Many a time in my life, I have sat in a Mexican restaurant filling up on chips and salsa long before my meal has arrived.
I have even sometimes been the obnoxious person who requests salsa refills after the waiter has stopped offering them and the thought has crossed my mind that this restaurant is for sure losing money on me.
But I can’t help myself. Restaurant salsa is the best salsa around in my mind. Chunky and smooth at the same time, coats a chip perfectly, and is jam-packed with all of the spicy-tomatoey flavor I need in my salsa.
Another really great thing about restaurant-style salsa: IT’S SUPER EASY TO MAKE AT HOME. Minimal chopping required. Just throw a total of NINE ingredients into a blender and turn it on.

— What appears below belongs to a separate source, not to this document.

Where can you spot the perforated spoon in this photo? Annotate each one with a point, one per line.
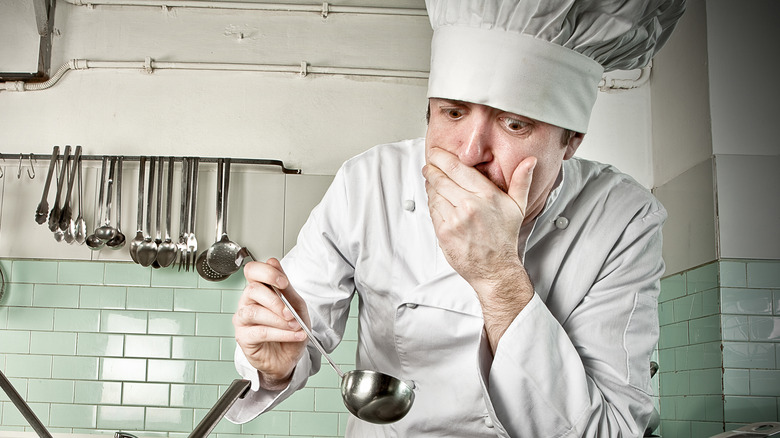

BAM. Restaurant-style salsa.
Dip. Eat. Repeat.
When you can’t be lounging in your favorite Mexican joint eating salsa and sipping margaritas with your friends, this homemade version is the next best thing.
- 2 (14.5 ounce) cans fire-roasted tomatoes
- 1/4 cup roughly chopped onion
- 1 jalapeño, roughly chopped
- 1 cup packed cilantro leaves
- 3 cloves garlic, roughly chopped
- Juice of 1 lime
- 1 teaspoon salt
- 1/4 teaspoon cumin
- 1/4 teaspoon sugar
Place all ingredients in a large blender and blend until combined. Adjust seasoning to taste.
I recommend making salsa at least an hour prior to serving, as blending makes it slightly frothy and the bubbles need a bit of time to settle down.
Can be stored in the refrigerator for up to 5 days (assuming it hasn’t been eaten long before then!)